Every woman has her reasons for seeking abortion. She may not view her reasons as tragic—probably very few women do. But I am always aware of the tragedy in the shadows, the silent gray area: all the things she will never say outside of that room, the messy truths no one else wants to hear; all the ways we, as women, are squeezed into impossible choices by a society that decontextualizes our autonomy, devalues our work, and disregards our equality.

If there is one thing I learned in my medical training it is this: in medicine and in life, tragedy and difficulty are not things we can eradicate.
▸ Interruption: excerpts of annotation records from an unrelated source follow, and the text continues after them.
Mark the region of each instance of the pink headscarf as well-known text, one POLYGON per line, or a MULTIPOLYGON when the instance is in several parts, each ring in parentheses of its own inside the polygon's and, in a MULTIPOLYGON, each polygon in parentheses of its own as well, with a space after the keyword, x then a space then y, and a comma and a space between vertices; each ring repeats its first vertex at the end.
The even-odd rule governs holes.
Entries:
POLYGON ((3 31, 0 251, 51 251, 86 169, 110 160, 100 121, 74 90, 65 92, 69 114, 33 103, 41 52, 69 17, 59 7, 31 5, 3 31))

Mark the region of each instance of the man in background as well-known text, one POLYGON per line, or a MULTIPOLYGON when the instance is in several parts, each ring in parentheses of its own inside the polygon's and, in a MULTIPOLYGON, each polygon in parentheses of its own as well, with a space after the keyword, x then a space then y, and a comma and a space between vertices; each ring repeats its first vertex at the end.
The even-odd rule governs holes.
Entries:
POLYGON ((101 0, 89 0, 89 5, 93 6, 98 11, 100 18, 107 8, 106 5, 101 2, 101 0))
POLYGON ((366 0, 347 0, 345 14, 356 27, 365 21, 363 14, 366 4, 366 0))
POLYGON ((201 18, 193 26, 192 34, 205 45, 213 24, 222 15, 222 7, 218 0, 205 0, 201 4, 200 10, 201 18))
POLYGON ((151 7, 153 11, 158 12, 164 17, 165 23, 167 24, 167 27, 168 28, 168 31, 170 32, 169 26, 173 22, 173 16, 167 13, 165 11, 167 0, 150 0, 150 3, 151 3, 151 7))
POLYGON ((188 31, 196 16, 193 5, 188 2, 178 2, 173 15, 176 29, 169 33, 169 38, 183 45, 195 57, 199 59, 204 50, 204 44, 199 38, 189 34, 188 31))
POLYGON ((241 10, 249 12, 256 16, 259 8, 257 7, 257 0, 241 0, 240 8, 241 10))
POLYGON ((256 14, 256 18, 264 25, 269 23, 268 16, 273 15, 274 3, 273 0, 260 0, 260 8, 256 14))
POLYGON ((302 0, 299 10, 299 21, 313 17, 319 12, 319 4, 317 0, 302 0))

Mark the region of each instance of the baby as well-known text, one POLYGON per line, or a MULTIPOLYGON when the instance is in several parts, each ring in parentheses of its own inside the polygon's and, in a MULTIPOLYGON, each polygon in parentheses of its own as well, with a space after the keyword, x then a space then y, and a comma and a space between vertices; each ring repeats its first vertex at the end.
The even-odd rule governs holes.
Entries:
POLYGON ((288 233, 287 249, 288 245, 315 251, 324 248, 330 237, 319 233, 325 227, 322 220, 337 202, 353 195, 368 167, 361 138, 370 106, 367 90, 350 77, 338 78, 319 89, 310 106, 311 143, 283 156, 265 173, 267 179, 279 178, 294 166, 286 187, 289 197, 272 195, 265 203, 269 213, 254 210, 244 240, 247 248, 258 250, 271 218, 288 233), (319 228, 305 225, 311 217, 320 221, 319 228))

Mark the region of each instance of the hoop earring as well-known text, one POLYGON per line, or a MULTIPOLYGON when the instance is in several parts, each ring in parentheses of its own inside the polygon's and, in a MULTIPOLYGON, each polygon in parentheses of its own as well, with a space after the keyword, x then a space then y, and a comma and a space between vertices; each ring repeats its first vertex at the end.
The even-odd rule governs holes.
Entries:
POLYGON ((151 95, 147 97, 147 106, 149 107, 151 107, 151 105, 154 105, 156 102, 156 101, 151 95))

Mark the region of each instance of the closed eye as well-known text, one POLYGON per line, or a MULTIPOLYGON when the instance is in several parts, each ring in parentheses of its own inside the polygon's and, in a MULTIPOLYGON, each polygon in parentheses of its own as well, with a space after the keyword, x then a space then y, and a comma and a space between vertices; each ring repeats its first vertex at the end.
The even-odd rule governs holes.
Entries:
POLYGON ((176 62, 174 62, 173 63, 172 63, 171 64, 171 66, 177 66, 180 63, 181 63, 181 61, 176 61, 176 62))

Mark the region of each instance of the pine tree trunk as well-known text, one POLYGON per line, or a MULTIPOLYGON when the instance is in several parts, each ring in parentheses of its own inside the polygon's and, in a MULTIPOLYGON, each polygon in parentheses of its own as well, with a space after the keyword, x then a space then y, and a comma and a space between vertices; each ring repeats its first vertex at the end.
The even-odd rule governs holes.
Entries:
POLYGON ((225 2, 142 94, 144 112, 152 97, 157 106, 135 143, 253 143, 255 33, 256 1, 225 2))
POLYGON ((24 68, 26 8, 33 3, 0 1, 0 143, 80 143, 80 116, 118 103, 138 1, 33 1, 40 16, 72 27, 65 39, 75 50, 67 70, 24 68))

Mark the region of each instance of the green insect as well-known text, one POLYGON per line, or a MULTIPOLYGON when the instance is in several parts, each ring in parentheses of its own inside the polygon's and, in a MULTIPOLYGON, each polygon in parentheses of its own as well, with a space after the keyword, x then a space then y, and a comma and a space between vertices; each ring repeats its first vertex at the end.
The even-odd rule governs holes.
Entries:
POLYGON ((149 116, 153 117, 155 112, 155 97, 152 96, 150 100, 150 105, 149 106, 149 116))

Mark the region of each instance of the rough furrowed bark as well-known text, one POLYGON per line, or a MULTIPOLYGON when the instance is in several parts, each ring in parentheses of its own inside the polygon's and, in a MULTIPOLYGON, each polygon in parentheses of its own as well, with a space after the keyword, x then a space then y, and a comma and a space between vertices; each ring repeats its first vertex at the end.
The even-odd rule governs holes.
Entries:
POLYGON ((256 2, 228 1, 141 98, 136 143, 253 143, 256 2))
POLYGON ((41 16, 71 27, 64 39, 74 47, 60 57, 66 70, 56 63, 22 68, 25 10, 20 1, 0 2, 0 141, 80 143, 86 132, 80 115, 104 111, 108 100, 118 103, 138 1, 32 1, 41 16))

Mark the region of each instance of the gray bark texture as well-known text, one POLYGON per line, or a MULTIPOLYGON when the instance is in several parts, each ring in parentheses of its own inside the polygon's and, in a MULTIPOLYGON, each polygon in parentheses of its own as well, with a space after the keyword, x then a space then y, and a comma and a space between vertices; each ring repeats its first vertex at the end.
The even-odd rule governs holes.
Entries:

When we try to eliminate them with a law or with some arbitrary boundary, or when we try to hide them behind words such as “viability” or “choice,” we are being timid, at best. At worst, we create a new tragedy, with new victims.

If I back away from the difficulty of abortion—in my private conversations with women, or when I speak and write publicly—then I am not only censoring myself; I am also silencing the very women whose rights I seek to protect. My job, instead, is to operate out of compassion—to move toward the difficulty, toward a more genuine and stalwart support for the women whose rights I aim to uphold. Those women are the most viable thing I know.